Youth Baseball Tips for Developing Arm Strength

Whether you're throwing out base runners from the confines of Fenway Park or turning a 6-4-3 double play on a local Little League field, throwing is one of the most important, and physically demanding, aspects of baseball.

Just as major leaguers can get a dead arm during spring training, younger players also risk injury as they begin throwing regimens in the spring. The Seven Ball Drill below is a great way to increase arm strength and prepare players for the various throws they will make during the season.

Note: Perform the drill's seven separate steps in sequence to ensure proper arm development.

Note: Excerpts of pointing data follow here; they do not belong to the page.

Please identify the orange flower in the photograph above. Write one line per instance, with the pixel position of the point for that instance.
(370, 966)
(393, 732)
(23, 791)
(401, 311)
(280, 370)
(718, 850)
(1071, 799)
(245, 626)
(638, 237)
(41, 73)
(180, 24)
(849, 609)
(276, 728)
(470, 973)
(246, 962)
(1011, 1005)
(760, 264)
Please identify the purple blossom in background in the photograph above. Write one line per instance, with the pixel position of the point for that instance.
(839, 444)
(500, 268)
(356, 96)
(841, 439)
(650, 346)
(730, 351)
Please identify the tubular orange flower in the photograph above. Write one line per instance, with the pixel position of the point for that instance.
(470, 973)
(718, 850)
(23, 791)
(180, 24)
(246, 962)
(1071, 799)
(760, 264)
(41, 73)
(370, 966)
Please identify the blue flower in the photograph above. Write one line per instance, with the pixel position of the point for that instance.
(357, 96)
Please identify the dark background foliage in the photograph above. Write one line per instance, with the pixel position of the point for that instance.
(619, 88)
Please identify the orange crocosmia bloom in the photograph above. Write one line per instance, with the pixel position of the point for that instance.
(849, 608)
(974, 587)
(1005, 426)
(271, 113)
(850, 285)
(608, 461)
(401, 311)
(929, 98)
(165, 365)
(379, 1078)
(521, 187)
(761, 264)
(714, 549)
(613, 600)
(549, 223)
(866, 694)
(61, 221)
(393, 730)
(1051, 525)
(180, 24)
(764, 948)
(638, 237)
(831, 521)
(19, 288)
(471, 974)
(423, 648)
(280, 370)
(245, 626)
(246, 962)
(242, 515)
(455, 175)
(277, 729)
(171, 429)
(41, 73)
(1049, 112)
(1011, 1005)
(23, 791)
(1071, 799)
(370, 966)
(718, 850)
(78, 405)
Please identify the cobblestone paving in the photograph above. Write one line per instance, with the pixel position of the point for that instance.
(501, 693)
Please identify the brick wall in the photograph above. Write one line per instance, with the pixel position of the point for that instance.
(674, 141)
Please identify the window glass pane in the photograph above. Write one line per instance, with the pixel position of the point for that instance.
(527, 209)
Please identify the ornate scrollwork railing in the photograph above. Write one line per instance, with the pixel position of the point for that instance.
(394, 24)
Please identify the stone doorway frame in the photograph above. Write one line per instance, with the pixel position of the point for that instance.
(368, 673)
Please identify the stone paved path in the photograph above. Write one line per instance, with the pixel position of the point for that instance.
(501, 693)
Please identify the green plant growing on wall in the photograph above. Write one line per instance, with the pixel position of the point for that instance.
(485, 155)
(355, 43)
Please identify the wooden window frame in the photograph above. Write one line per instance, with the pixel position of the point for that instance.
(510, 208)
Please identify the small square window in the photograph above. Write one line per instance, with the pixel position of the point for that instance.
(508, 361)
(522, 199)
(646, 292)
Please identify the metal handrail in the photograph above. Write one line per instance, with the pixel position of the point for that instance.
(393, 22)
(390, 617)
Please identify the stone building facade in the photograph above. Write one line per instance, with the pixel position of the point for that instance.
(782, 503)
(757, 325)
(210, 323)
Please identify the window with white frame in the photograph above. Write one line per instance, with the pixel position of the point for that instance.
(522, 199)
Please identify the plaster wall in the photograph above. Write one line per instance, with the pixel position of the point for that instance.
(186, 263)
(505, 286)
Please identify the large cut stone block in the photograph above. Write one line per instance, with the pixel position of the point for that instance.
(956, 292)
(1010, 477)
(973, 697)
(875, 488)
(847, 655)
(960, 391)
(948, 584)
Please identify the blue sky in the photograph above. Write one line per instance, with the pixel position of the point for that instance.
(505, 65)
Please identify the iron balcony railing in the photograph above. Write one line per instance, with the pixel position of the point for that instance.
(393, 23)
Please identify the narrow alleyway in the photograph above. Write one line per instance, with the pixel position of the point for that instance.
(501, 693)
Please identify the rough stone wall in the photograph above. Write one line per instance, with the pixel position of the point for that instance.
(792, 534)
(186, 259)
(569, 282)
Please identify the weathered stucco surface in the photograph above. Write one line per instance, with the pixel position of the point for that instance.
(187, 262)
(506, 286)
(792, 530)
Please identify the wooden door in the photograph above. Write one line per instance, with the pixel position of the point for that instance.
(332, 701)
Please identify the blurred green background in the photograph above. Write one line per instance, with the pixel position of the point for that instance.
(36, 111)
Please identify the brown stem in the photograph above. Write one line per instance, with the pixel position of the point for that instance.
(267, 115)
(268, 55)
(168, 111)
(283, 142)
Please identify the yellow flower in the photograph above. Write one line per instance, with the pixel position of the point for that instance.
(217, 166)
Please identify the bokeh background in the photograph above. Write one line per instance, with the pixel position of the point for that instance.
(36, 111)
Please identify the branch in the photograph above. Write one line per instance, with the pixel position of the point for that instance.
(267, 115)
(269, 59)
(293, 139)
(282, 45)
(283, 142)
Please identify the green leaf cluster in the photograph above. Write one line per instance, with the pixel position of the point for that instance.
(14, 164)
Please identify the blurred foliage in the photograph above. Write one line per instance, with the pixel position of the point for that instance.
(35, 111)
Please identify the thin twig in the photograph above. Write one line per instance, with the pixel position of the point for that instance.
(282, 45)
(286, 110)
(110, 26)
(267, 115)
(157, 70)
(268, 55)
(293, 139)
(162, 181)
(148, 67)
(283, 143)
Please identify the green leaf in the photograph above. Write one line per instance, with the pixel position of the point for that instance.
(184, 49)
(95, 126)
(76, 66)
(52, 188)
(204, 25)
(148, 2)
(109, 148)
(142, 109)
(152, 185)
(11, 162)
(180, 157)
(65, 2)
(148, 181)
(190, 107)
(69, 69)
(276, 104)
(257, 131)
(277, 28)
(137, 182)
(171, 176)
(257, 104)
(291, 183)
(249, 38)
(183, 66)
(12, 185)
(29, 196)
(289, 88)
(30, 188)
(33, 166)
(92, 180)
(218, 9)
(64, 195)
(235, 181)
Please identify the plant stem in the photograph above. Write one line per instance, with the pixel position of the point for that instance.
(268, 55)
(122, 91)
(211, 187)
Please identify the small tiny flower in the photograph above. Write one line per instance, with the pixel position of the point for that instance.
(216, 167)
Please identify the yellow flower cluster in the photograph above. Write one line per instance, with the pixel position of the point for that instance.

Baseball Arm Strength Drill

  1. Stand shoulder- width apart, with throwing arm placed upwards at a 90- degree angle. While holding elbow with glove, throw ball to partner using just the wrist.

  2. Sit with legs spread and arm in same position as exercise above. This time use the area from the elbow up to throw ball to partner.

  3. Remain sitting and throw ball by rotating hips and turning upper torso. (Focusing on follow- through is not necessary.) Use the glove arm or elbow to direct throw.

  4. Go to one knee. Throw ball by rotating hips and turning upper torso, as in above exercise. This time emphasize follow- through across the raised knee.

  5. Stand with glove arm closest to partner, and feet shoulder- width apart. Repeat the above steps, concentrating on follow- through. This time throw without moving your feet.

  6. Use all the steps above, this time add a crow hop and throw ball to partner. (Crow Hop: A technique in which you hop forward on your front foot during the wind up of your throw.)

  7. Long toss is the last step. Stand approximately 10 feet apart and toss the ball to partner as quickly as you can for one minute. You can even keep track of the number of catches to turn this into a competition. Emphasize a quick release and concentrate on the ball entering and leaving the glove. Note: For infielders, you can turn this last step into a quick toss by reducing the distance.

By following the steps above, players will find it easier to make all the necessary throws in a game, as well as keep their arm healthy throughout an entire season. A good goal to have, no matter the league, when opening day rolls around.